Dalil Fitrah



Argumen Fitrah

Mukadimah              

Secara global, perlu diketahui bahwa maksud dari “argumen fitrah” yang diletakkan berdampingan dengan empirik dan rasio/akal, bukanlah fitrah aqliah, melainkan fitrah nurani. Oleh karena itu dalam argumen ini, kita tidak akan menjumpai pembahasan tentang premis minor (sughra), premis mayor (kubra) dan relasi antara minor-mayor (hadd-e wasath). Apa yang dijadikan sebagai landasan argumentasi di sini adalah inner vision (pengamatan internal) dan refleksi batin. Dengan demikian, pada pembagian di atas, tolok ukur pengklasifikasian terletak pada alat dan perangkat teologi. Artinya dalam argumen fitrah ini, kita akan menemukan ilmu sadar kita terhadap Tuhan melalui hati, perhatian dan refleksi internal, lalu melalui metode inilah kita akan membentuk makrifat tak sadar atau setengah sadar kita, terhadap Tuhan menjadi makrifat yang sadar dan aktual.

Sedangkan pada teori empirik, kita akan mengargumentasikan wujud Tuhan melalui penyaksian bias-bias fisikal dan materi (melalui proses penginderaan), juga dengan observasi dan mencermati keteraturan alam seperti pada teori keteraturan dan petunjuk  (hidayah umum).

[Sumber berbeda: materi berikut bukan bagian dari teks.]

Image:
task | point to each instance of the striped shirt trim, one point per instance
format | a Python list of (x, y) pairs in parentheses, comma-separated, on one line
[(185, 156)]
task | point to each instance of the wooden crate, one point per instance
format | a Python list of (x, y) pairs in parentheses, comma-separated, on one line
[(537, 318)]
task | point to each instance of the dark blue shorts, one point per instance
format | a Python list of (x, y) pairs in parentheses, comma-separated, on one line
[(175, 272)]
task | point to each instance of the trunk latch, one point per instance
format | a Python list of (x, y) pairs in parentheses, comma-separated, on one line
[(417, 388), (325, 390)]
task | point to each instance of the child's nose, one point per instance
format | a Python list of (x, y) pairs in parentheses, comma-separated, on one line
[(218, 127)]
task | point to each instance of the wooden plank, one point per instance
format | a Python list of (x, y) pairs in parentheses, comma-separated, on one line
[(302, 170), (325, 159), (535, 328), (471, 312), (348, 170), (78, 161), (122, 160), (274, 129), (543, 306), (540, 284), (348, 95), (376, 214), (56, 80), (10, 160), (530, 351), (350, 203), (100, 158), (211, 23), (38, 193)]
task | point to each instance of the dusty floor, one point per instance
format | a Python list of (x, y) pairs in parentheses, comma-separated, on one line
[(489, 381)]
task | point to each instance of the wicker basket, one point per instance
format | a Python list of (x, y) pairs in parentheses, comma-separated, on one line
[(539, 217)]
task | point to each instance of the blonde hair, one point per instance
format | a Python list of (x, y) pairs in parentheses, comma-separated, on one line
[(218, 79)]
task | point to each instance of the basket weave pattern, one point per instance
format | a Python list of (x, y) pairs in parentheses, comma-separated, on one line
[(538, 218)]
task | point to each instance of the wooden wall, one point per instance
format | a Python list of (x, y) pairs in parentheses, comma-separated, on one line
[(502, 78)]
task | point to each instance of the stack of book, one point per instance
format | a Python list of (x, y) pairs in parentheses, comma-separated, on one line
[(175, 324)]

Adapun pada argumen rasional, kita sama sekali tidak mempergunakan premis-premis eksperimental untuk mengaffirmasikan dan menegaskan eksistensi mutlak (wajibul wujud), melainkan hanya dengan bantuan akal yang dikolaborasikan dengan penerimaan terhadap prinsip  keberadaan, seperti pada argumen wujub dan imkan (possibility), argumen illah (cause, sebab) dan ma’lul (effect, akibat) serta burhan shiddiqien.

Pembagian argumen berdasarkan asas kemanunggalan antara sâlik, maslak dan maqshad

Pada peristiwa terjadinya “sebuah gerak”, ada tiga asas yang menjadi poin perhatian yang perlu digaris bawahi, yaitu “mutaharrik (yang bergerak), masiir (jalan) dan hadaf (tujuan)”. Yang dimaksud dengan mutaharrik adalah pemikir yang berfikir dalam sebuah persoalan. Masir adalah metodologi atau wahana tafakkur dan kontemplasi. Sedangkan makshad adalah tujuan, yaitu konklusi dari pemikiran. Dari perspektif dan paradigma ini, dalil-dalil teologi dipilah menjadi beberapa bagian. Pada salah satu pembagiannya disepakati bahwa ketiga asas di atas saling terpisah satu dari yang lainnya. Pada bagian lainnya dikatakan bahwa mutaharrik dan masir adalah satu. Tetapi maksad terpisah dari keduanya. Dan pada bagian ketiga disepakati bahwa, masir dan maksad satu. Tetapi mutaharrik terpisah dari keduanya.[1]

Teori-teori semacam teori imkan, huduts (coming to be), gerak dan teori keteraturan, digolongkan dalam bagian pertama dimana pada tataran ini sâlik (pesalik), maslak (jalan suluk) dan makshad  masing-masing terpisah satu dari  yang lainnya.

 

Salah satu metode argumentasi atas wâjib al-wujud adalah ma’rifat nafs (pengenalan jiwa). Artinya bahwa manusia dapat menyadari keberadaan wâjib al-wujud melalui metode mutala’ah (pembelajaran) di dalam dirinya dan dalam perjalanan jiwanya. Lalu berargumentasi atas  wâjib al-wujud dengan kontemplasi diri.[2] Dalam argumentasi semacam ini, pada hakikatnya metode dan cara yang dipergunakan adalah sama. Hanya saja tujuan terpisah dari keduanya.

Mulla Sadra memasukkan teori siddiqin pada bagian ketiga. Dikatakan bahwa maslak dan makshad adalah satu dan hanya para pesaliknyalah yang terpisah dari keduanya. Karena hal inilah sehingga dikatakan bahwa teori semacam ini merupakan teori yang paling mencakupi dan paling kuat di antara teori-teori lainnya.